## Connect DB

In [1]:
import psycopg2
import pandas as pd
import json

conn = psycopg2.connect(
    dbname="scientilla",
    user="postgres",
    password="pwd",
    host="localhost",
    port=5444
)
cur = conn.cursor()


In [2]:
def clean_item(item):
    title = item.get("title") or ""
    abstract = item.get("abstract") or ""
    title = item.get("title") or ""
    abstract = item.get("abstract") or ""
    if abstract:
      text = f"{title}. {abstract}"
    else:
      text = f"{title}."
    return text.strip()

## Testing

#### From db

In [3]:
from sentence_transformers import SentenceTransformer
from sklearn.cluster import KMeans
import numpy as np

model = SentenceTransformer("sentence-transformers/allenai-specter")

def embedding_to_pgvector_str(vec):
    """From np.array to string '[v1,v2,...]' for ::vector."""
    return "[" + ",".join(str(float(x)) for x in vec.tolist()) + "]"

def search(query, top_k=5):
    # query embedding
    q_emb = model.encode([query], convert_to_numpy=True, normalize_embeddings=True)[0]
    q_emb_str = embedding_to_pgvector_str(q_emb)

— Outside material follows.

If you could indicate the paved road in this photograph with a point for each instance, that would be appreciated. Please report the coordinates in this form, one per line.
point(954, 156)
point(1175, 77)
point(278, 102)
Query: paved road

    # SQL query with pgvector cosine distance
    sql = """
    WITH q AS (
        SELECT %s::vector AS emb
    )
    SELECT
        ri.id,
        ri.data,
        ri.embedding <=> q.emb AS distance
    FROM research_item AS ri
    JOIN research_item_type AS rit
        ON ri.research_item_type_id = rit.id
    JOIN q
        ON TRUE
    WHERE rit.type = 'publication'
      AND ri.embedding IS NOT NULL
    ORDER BY ri.embedding <=> q.emb
    LIMIT %s;
    """

    with conn.cursor() as cur:
        cur.execute(sql, (q_emb_str, top_k))
        rows = cur.fetchall()

    print(f"\n=== Query: {query!r} ===")

    for i, (doc_id, data_json, distance) in enumerate(rows, start=1):
        # Convert distance to similarity score
        score = 1.0 - float(distance)

        text = clean_item(data_json)
        preview = text[:200] + ("..." if len(text) > 200 else "")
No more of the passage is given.